The 2 frequencies are in differents transponder

Im looking forward for your answer
Have I nice day


You indicated that you have taken two cross-polarization measurements at C-Band on Intelsat 14. One of the measurements was at the low frequency edge of the band and the other was at the high frequency edge of the band. Each of the two measurements was made on a different transponder.

Much of the following material comes from the Engineering Statement provided by PanAmSat Licensee Corp. (“PanAmSat”) to the U.S. Federal Communications Commission (“FCC”).
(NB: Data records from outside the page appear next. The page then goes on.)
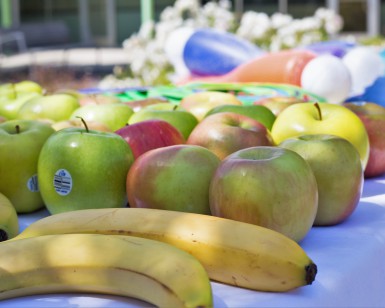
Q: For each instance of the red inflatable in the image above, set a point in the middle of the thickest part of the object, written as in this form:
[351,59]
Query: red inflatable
[278,67]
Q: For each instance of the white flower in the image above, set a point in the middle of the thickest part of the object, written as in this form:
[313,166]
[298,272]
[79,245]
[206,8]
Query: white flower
[279,20]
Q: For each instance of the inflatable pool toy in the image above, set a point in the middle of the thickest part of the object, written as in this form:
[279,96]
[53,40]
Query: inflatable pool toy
[334,47]
[327,76]
[365,66]
[207,52]
[276,67]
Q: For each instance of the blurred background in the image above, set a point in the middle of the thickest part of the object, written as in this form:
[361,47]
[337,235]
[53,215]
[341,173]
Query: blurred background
[114,32]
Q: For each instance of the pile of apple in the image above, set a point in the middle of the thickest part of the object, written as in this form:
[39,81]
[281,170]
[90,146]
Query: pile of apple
[280,163]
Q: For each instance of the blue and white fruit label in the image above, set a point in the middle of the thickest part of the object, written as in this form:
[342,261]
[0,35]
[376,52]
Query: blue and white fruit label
[62,182]
[32,184]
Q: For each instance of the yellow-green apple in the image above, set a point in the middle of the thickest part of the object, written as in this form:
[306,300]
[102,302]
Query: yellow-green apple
[183,120]
[150,134]
[20,145]
[98,99]
[9,221]
[77,122]
[199,103]
[173,178]
[373,117]
[80,168]
[113,116]
[267,186]
[28,86]
[137,105]
[25,86]
[55,107]
[278,103]
[258,112]
[227,132]
[338,170]
[323,118]
[10,107]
Intelsat 14 is located at 45-degrees west longitude is operated by PanAmSat. Intelsat 14 is a Space System Loral model LS-1300 spacecraft that operates on the C-band frequencies 5925 – 6425 MHz, 3700 – 4200 MHz, and Ku-band frequencies 14000 – 14500 MHz, 11450 – 11950 MHz. The spacecraft utilizes 40 C-band channels and 22 Ku-band channels to provide service to Europe, Africa, South America, Central America, the Caribbean and portions of the Continental United States.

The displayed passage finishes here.